O Gemini Notebook agora cria um PDF, uma planilha ou um gráfico direto na caixa de chat
A reclamação mais antiga sobre esse produto sempre foi que não dava para tirar nada de dentro dele. A partir de 4 de agosto, assinantes do Pro podem pedir ao chat um guia de estudo em PDF formatado ou um .xlsx e receber o arquivo de verdade de volta. O Google anunciou isso numa conta de rede social, com cobertura só da imprensa japonesa e nenhuma documentação em inglês — então aqui está o que foi lançado.
Toda análise dessa ferramenta escrita nos últimos dois anos chega à mesma crítica, e ela é correta: o Gemini Notebook — o Google renomeou o NotebookLM em julho de 2026 — era excelente para ler suas fontes e péssimo para devolver qualquer coisa. A exportação nativa ia para o Google Docs ou o Google Sheets, e mais nenhum lugar. Nada de PDF, nada de Markdown, nada de texto simples. Existe uma indústria inteira de extensões de navegador só para remendar esse buraco, o que já diz quanto tempo ele ficou sem solução.
Em 4 de agosto de 2026 o Google terminou de liberar as saídas geradas pelo chat para 100% dos assinantes do Google AI Pro. Agora dá para digitar um pedido na caixa de chat de um notebook — "transforme essas notas de aula num guia de estudo em PDF com perguntas de prática" — e ele devolve o arquivo. Assinantes do Ultra já tinham isso desde a troca de nome em 16 de julho.

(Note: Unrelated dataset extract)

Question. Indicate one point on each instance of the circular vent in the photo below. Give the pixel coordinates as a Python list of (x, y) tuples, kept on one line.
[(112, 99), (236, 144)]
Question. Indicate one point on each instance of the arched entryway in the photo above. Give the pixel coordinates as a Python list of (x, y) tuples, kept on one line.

Os formatos relatados incluem PDF, DOCX, XLSX, CSV, PPTX, JSON, Markdown, texto simples, PNG, JPG, SVG e GIF. Funciona sobre o "computador seguro na nuvem" por notebook que o Google anunciou em julho, que deixa o modelo escrever e executar código em vez de só gerar texto.
O plano gratuito não tem isso, e o Google não deu nenhum prazo para quando vai ter.

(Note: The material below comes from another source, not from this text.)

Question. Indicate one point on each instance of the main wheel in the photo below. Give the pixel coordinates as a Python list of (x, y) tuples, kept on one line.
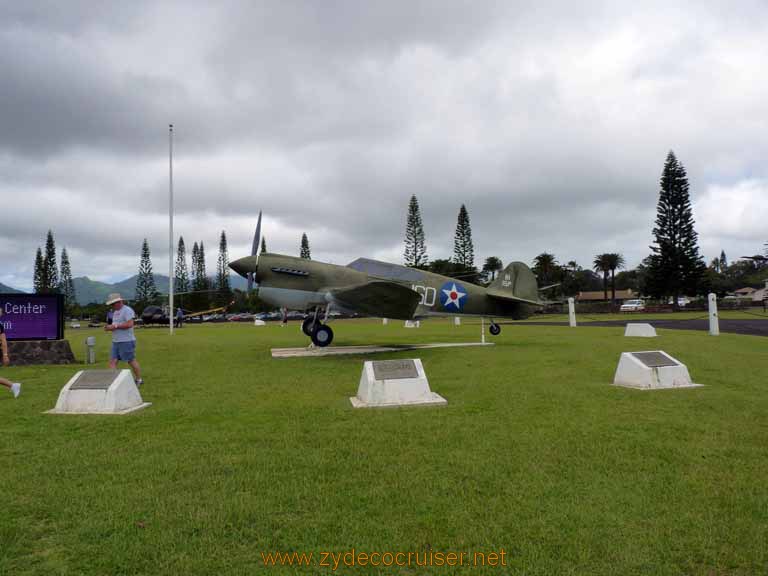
[(322, 336)]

Uma ressalva sobre as fontes, dita logo de cara porque deve pesar em quanto crédito você dá ao resto. O Google não publicou um post de blog em inglês, uma atualização de página de suporte ou uma entrada de changelog para esse lançamento. O anúncio saiu pela própria conta de rede social do produto, e a cobertura que veio depois é inteiramente da imprensa técnica japonesa: PC Watch, Impress Watch e gihyo.jp, todas datadas de 4–5 de agosto. As três concordam sobre o conteúdo. Discordam sobre como chamar o recurso, e é por isso que este artigo descreve o que ele faz em vez de afirmar um nome de produto que o Google ainda não publicou em inglês.

O que realmente mudou na caixa de chat
Antes disso, gerar qualquer coisa além de uma resposta de chat significava usar o painel Studio, e o painel Studio oferece um menu fixo: Audio Overview, Video Overview, Mind Map, Flashcards, Quiz, Report, Infographic, Slide deck. Útil, mas você recebia o que os botões davam. Se você quisesse uma tabela de números extraídos como planilha, não havia botão para isso nem jeito de pedir.

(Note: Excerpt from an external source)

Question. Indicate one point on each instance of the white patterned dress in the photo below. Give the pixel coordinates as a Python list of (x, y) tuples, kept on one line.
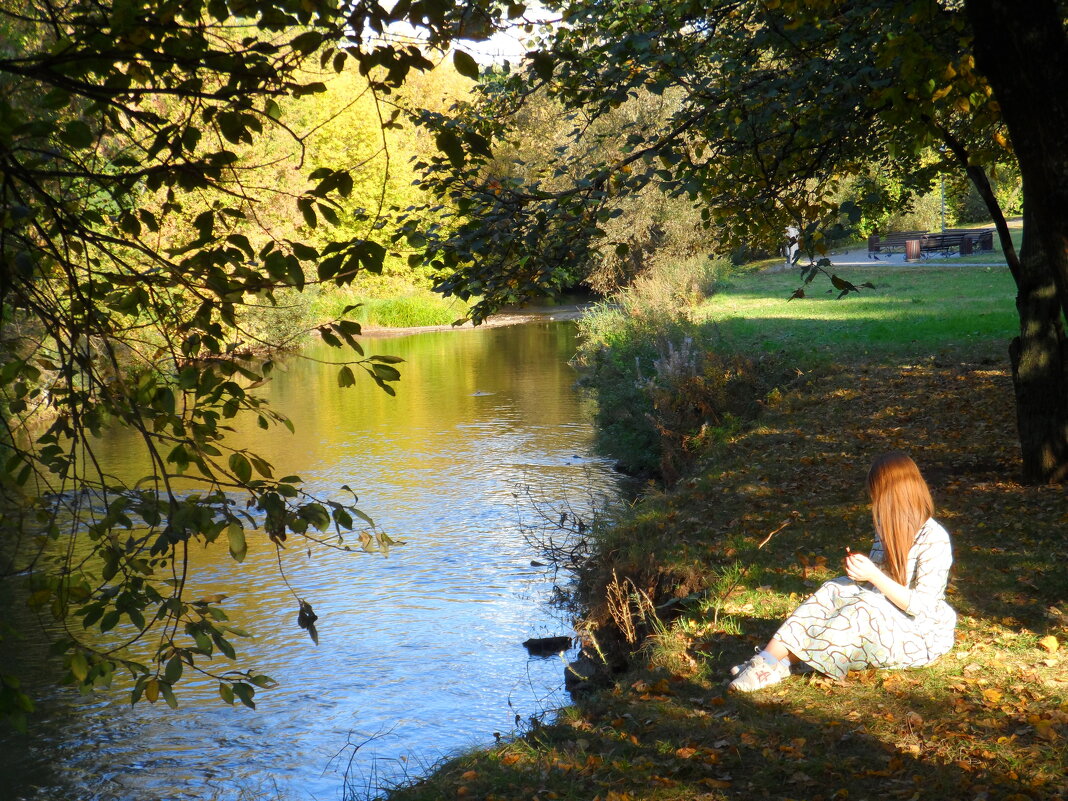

Agora o pedido entra pelo chat, em linguagem comum, e o arquivo volta. O mecanismo é a parte que vale entender: o notebook tem um ambiente de execução isolado (sandbox), então em vez de prever como uma planilha deveria ficar, o modelo escreve código que constrói uma e a executa. Essa é a diferença entre um modelo descrevendo um gráfico e um modelo produzindo um .png de um gráfico plotado a partir dos seus números.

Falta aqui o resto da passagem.